Nauseante, hipnótica e groovada. Os tempos de brilhantina voltaram com a apresentação de um ambiente puramente dançante em sua silhueta new wave. Trazendo o sintetizador como protagonista absoluto em sua recriação do som do teclado, de maneira a rememorar a icônica frase criada por Eddie Van Halen em Jump, single do Van Halen, Teste Psicológico Animal é onde Letrux se coloca de forma transparente. Uma faixa que, ao trazer pitadas políticas e críticas às instabilidades políticas e sociais do Brasil, a cantora reflete sobre o julgamento de terceiros a respeito da forma como as pessoas são. E se fortalecer a partir do deboche é a melhor forma de calar os responsáveis pelo assédio moral.
O mesmo fundo de crueza dos outros interlúdios se faz presente nesse lapso melódico criado pelo violão de notas graves de Thiago Vivas. De interpretação lírica embriagada e cambaleante, Letrux exala um misto de deboche e espontaneidade ao fazer de {Encerramento Com A Obviedade Humana} a evidência de que todos os indivíduos possuem um bicho-símbolo, aquele que representa toda a essência do ser sob um viés animalesco.
Ele é dançante, animado, psicodélico e debochado. Porém, ele é muito mais do que um produto de texturas e melodias ácidas. Letrux Como Mulher Girafa é um álbum regido por algo que pode ser chamado como metáforas simbolistas ao apresentar uma cantora que usa da chacota como sua própria força interior.
Ridicularizada pela sua altura e pejorativamente chamada de girafa, Letícia Novaes, ou Letrux no meio artístico, se fortaleceu a partir de uma ação que poderia derrubá-la. E o álbum é o próprio atestado musicado desse processo de conquista de autoestima e autovalorização.
Por vezes se usando de imponência, por outros da confiança e por outros do deboche, a cantora escolheu mostrar, entre metáforas, simbolismos e enredos lascivos e socio-analíticos, que a sociedade é repleta de animais. Cada um com sua característica, a partir da observação de Letrux é possível perceber que, em uma comunidade plural, a essência das pessoas é como os próprios bichos.
Não à toa que a cantora se utilizou, entre outros animais, da formiga, da abelha, da hiena, do leão, da aranha e da zebra para dialogar sobre a falsa noção de não merecimento do que é bom, sobre esperança, falsidade imponência, aceitação e liberdade corporal. Tudo a partir de um senso espontâneo e teatral.

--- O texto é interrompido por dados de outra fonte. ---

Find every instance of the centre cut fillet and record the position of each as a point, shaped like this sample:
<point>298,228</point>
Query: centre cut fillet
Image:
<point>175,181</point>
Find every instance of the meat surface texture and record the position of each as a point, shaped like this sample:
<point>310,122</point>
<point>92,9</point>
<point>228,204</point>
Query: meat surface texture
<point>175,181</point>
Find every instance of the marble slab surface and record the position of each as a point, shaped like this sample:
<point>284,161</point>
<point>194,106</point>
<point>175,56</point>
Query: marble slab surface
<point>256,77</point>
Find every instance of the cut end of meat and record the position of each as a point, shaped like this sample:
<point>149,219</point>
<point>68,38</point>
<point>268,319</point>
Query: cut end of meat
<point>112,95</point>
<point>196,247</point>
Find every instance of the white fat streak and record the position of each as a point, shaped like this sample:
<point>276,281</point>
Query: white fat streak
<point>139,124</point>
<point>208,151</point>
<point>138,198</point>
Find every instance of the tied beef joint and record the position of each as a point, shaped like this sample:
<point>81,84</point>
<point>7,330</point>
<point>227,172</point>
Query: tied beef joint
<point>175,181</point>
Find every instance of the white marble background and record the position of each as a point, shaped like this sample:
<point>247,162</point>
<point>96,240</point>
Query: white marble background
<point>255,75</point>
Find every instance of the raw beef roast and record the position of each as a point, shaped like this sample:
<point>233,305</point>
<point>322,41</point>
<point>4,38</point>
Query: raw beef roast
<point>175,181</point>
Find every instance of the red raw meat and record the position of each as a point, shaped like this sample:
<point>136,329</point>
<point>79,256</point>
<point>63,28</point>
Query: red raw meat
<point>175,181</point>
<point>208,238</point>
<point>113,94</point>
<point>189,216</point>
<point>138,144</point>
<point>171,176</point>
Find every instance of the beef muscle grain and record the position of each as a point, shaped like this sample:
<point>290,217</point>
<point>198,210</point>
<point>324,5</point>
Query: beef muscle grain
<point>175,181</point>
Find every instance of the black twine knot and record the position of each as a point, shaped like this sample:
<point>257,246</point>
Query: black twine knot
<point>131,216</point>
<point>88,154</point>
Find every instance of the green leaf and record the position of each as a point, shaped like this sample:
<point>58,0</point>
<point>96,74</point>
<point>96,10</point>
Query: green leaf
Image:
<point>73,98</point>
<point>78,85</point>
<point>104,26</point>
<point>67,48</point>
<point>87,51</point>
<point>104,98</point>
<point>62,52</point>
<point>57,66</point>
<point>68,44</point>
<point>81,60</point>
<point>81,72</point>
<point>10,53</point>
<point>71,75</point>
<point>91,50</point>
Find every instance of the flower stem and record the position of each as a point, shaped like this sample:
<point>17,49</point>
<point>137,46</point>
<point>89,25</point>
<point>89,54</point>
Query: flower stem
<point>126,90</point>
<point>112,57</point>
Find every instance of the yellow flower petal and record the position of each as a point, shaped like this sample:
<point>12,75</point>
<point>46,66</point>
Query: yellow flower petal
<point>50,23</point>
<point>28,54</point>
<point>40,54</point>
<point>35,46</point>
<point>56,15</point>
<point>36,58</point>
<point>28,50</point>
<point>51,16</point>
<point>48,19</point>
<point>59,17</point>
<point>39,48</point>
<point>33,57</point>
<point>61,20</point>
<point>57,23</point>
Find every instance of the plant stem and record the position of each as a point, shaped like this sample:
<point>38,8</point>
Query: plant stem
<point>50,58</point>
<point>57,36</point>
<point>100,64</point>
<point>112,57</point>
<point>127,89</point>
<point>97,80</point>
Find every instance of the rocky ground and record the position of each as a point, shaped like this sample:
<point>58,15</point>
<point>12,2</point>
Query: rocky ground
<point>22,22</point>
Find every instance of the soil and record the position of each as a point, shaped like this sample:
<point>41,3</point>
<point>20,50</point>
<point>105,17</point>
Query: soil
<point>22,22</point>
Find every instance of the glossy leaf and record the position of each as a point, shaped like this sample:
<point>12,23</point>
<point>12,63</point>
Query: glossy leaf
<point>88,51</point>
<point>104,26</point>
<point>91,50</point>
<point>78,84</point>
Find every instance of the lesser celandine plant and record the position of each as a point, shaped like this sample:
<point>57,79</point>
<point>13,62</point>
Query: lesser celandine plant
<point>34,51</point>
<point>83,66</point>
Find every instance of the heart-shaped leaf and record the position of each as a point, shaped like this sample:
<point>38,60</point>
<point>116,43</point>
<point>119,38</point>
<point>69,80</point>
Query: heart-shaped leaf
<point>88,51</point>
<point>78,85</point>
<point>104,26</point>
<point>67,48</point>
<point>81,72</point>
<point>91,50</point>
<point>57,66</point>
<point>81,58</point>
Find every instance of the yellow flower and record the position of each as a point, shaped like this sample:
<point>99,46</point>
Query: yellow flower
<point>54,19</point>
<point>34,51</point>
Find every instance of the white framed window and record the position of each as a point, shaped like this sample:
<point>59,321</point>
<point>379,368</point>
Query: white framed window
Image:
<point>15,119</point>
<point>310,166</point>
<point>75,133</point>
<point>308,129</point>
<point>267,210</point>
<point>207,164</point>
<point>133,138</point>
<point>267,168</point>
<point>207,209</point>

Para trazer mais eficiência na compreensão desses diálogos, Letrux empregou Paulo Emmery na engenharia de mixagem para dar vida às ambiências estéticas de Letrux Como Mulher Girafa. Em 16 faixas, os enredos transitam entre o synth-pop, a new wave, o soft rock e o blues de maneira a, inclusive, evidenciar a influência de Cazuza e Rita Lee no estilo de canto adotado pela vocalista.
Fechando o escopo técnico, vem a arte de capa. Assinada entre Katja Tauebert e Giulia Fagundes, atesta o estado de desleixo de Letrux em relação ao julgamento alheio referente à sua altura e a evidencia vestida apenas com uma legging com listras de girafa. É a sintonia com toda a mensagem de superação e autoestima emanados pelo álbum.
Lançado em 30 de junho de 2023 de maneira independente, Letrux Como Mulher Girafa é a verdadeira confirmação da autoestima de uma pessoa que tinha tudo para sofrer pelo assédio moral sofrido. É um álbum que, soando quase como uma autoanálise teatral, pede liberdade, aceitação e que discute comportamentos sociais nocivos. É o segredo lançado aos quatro ventos de que a girafa, antes mesmo de ser uma ofensa, é, na verdade, símbolo de imponência, beleza, excentricidade e exuberância.